Cuando ciertas caminatas nocturnas, por calles que parecen ser las mismas pero no lo son, anhelan y a la vez temen un encuentro que puede estar a la vuelta de cualquier esquina, bajo la luz de la luna.

Esas noches camino por calles donde la luna riela sobre los adoquines. Sé que está ahí por el rastro tenue que deja su brillo en las piedras. Nunca miro el cielo esas noches, sólo sigo mis pasos por ese barrio que ya he recorrido pero que siempre se me aparece apenas diferente, con algunas incongruencias que no encajan en la escenografía del recuerdo.

No me propongo caminar por allí esas noches, simplemente lo hago, me encuentro llegando sin saber cómo llegué. Reconozco el barrio nocturno por una esquina, por los adoquines húmedos, por la pertinaz neblina que me envuelve en sus calles y hace que todo, cuerpos, voces, movimientos, ruidos, lleguen desde lejos, sordos, torpes.

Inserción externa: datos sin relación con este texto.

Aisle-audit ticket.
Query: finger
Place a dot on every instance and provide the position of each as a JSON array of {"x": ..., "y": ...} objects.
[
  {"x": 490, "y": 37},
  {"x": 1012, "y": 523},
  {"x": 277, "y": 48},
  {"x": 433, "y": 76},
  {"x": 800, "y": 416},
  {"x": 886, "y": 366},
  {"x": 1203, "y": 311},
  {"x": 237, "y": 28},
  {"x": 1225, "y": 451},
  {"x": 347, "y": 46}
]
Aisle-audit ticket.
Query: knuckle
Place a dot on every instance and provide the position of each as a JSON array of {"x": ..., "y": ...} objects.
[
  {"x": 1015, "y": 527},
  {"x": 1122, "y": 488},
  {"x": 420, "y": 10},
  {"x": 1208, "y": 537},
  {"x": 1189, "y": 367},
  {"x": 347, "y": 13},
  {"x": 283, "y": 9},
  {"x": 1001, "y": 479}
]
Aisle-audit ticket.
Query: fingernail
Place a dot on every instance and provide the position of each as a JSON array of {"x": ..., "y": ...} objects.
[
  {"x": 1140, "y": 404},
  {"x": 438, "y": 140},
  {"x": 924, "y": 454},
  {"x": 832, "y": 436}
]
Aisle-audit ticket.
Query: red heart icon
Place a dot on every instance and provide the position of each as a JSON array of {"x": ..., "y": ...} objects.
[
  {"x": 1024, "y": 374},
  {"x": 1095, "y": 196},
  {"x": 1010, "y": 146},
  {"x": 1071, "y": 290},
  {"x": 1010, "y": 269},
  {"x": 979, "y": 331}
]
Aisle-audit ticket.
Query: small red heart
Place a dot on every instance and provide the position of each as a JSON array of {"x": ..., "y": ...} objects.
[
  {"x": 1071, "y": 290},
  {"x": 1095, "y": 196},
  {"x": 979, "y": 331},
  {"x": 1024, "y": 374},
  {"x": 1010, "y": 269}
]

El único sonido vibrante es el del piano de cola, cuya melodía enérgica proviene de una ventana siempre iluminada pero que parece deambular de casa en casa por todo el barrio como si tuviera vida propia. Algunas de esas noches las notas salen a la calle atravesando un vitraux de rombos; otras, con la vibración del vidrio entero de un rectángulo pálido. La sonata – porque se trata de una sonata – es siempre la misma, inconfundible, pero de la cual olvidé el nombre. La recuerdo de un recuerdo en el que es imposible recordarlo. La sonata se repite cada una de esas noches, pero está viva, cambiante, en los dedos que golpean las teclas. Su vitalidad se expresa en pequeños errores, siempre diferentes; en alguna vacilación o en una nota que demora en apagarse.

Esas noches, todas esas noches, camino hacia la ventana para descubrir al pianista. Sin embargo, no puedo. Sin darme cuenta, paso de largo siguiendo el brillo prestado por la luna a los adoquines. La sonata, la ventana y el pianista están allí, siempre, pero no son lo que busco cuando camino por el barrio.

No sé lo que busco esas noches, intuyo que se trata de un encuentro que nunca encuentro. Camino al azar en esa búsqueda aunque, tarde o temprano, los pasos que suenan apagados por la niebla me dejan frente al bar, donde me detengo. Está en una esquina, pero no siempre es la misma esquina. Es un boliche viejo – todo el barrio por el que camino esas noches es viejo – con una puerta alta que no invita y unos ventanales sucios que desde lejos apenas dejan ver algunas siluetas.

Todas esas noches me propongo empujar la puerta y pedir – dudo – un café, un whisky o mejor una ginebra. Pero ya estoy caminando de nuevo, sin saber cómo ni cuándo he dejado atrás el bar para seguir el rastro que la Luna deja sobre los adoquines.

Tampoco es el encuentro que busco ese hombre que alguna de esas noches – no todas – pasa el tiempo sentado en el escalón de mármol que precede a la puerta de la casa cuyo antiguo señorío ha dejado lugar a una vejez ruinosa que carcome sus muros. Es curioso, sé que lo conozco – o lo he conocido – pero no lo recuerdo. Intuyo, tengo casi la certeza, de que él sabe algo de mí y que quizás me reconozca como yo no puedo reconocerlo a él. Lo sé por su mirada cuando se cruza con la mía y tiende el puente de una historia que no puedo leer. En su mirada hay una pesadumbre que me conmovería si no tuviera un brillo de malicia, del poder que otorga, quizás, saber algo que yo no sé, o no recuerdo siquiera al intentar recordar un recuerdo.

Esas noches en las que camino por el barrio y cruzamos nuestras miradas también sé que, si lo dejara hablar, podría resolver el misterio. Porque es seguro que en su mirada anida una historia compartida que está dispuesto a contar. Pero ya lo he dejado atrás sin saber cómo ni cuándo, como antes al bar mugroso y al pianista desconocido, para seguir a la Luna que riela húmeda sobre las piedras, un paso y otro tras su rastro.

Todas esas noches hay un momento en que me siento al filo de algo, como si estuviera por llegar a ese encuentro. Me lo susurra una inquietud sin palabras, que no sé si viene de afuera o de adentro. Siento que ahora sí, esta noche de todas esas noches, finalmente llegaré a la cita que busco siguiendo a la luna que riela sobre los adoquines.

Me despierto, siempre al filo pero antes, porque nadie nunca encuentra a su muerte en un sueño.